Arriving after Lady Sings the Blues, Touch Me in the Morning trades easily on Diana Ross’ status as a superstar.
Grandiose and slick without being cloying, soft and seductive while retaining soul, the album veers away from R&B toward adult contemporary, a sound fitting a cross-platform, cross-genre star such as Ross, and the telling thing about Touch Me in the Morning is that for as soft as its surfaces are, this isn’t quite a makeout record thanks in part to the trace DNA from its origins as a concept album Diana Ross conceived for her children.
This record, fittingly called To the Baby, didn’t appear until Hip-O Select reissued Touch Me in the Morning as an expanded double-disc Expanded Edition in 2010, whereupon it was easy to see just how much the two albums shared: “Brown Baby” shows up as its own track, “My Baby (My Baby My Own),” while “Imagine” is part of the medley with “Save the Children.” Apart from such specifics, the overall tone is indeed similar, particularly in how the music is sentimental without being syrupy, pushing the idea of Diana as a diva who can do it all, but there is a reason why To the Baby was scrapped in favor of Touch Me in the Morning: it lacked a single as sweeping as “Touch Me in the Morning” itself, a signal that it was just slightly too inward-looking to sustain Ross’ monumental success.

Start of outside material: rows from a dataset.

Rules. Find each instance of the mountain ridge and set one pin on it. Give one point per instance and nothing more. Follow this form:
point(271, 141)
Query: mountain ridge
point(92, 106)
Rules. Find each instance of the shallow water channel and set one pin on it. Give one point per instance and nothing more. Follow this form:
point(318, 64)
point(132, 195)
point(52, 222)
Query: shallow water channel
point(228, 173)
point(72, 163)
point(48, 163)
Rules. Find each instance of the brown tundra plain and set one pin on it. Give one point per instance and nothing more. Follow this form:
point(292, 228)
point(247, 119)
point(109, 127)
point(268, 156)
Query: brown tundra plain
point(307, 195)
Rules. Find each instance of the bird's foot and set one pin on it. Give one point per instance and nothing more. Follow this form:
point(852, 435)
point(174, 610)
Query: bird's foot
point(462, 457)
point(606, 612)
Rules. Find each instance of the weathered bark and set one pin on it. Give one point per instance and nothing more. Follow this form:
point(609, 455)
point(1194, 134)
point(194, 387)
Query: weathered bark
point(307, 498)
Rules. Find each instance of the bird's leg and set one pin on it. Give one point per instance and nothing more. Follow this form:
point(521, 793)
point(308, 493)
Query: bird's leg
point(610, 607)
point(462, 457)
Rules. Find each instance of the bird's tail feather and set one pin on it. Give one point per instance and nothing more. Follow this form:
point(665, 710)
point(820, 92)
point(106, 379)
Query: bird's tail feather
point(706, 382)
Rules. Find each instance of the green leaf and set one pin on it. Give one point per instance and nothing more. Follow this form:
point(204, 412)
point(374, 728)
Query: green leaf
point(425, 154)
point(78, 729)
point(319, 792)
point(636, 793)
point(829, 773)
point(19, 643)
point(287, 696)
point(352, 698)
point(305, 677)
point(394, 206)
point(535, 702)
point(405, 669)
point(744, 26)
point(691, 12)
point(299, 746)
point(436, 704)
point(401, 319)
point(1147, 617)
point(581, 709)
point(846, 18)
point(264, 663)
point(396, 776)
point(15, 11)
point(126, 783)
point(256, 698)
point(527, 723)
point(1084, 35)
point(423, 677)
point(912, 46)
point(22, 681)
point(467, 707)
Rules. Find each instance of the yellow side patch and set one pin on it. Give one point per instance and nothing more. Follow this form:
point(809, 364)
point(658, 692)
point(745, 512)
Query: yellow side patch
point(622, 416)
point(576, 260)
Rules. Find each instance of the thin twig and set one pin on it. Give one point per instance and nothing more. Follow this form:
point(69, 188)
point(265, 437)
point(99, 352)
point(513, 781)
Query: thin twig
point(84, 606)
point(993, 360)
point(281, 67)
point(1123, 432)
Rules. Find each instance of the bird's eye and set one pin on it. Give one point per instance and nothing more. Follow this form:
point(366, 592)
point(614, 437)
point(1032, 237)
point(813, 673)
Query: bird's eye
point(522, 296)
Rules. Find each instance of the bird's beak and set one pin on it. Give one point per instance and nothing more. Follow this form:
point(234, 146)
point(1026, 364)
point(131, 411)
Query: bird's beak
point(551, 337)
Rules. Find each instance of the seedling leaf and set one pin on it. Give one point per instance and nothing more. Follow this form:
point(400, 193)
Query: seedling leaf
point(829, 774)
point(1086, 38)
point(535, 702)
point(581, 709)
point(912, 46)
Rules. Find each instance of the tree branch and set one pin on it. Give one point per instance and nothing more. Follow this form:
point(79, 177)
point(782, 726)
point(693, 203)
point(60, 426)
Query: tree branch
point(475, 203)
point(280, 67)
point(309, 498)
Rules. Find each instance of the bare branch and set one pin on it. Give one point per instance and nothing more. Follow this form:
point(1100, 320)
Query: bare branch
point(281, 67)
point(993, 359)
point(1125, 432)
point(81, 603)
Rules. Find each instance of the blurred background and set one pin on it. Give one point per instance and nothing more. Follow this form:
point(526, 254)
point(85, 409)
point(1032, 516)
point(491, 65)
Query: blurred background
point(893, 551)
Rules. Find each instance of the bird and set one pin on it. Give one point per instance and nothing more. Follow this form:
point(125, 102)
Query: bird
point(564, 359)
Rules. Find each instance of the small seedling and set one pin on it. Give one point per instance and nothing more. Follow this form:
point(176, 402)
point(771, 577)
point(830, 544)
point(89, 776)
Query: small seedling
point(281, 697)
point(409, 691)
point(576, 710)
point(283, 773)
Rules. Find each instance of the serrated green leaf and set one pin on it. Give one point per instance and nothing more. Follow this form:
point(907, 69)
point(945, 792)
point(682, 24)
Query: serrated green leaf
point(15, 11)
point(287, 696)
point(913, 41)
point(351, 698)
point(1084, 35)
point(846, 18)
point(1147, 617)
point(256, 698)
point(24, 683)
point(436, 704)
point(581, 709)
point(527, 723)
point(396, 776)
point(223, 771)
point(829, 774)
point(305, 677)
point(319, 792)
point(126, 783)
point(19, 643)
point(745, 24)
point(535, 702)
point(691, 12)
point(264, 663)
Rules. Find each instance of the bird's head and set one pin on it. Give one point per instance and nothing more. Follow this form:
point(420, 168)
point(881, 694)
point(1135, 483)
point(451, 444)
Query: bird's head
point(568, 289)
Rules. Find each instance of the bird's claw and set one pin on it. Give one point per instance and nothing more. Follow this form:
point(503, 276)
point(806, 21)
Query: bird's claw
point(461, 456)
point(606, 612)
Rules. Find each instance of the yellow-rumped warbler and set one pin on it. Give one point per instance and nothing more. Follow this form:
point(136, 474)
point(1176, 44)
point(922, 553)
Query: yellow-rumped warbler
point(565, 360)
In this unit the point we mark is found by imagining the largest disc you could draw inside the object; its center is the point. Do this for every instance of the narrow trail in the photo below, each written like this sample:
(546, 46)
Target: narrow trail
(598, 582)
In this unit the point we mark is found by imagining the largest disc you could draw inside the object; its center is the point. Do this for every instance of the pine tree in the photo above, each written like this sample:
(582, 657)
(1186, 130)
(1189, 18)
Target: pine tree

Sensing that, Berry Gordy once again displayed remarkable commercial instincts, rejiggering the project just enough to turn the LP into something rich, gorgeous, and romantic, something of a slow-dance classic, something that To the Baby, no matter how sincere and interesting it was, couldn’t quite be.
[The rest of the expanded deluxe set includes several remixes and alternate takes, plus the OK unreleased Smokey Robinson-written “Kewpie Doll,” to round out the two discs.].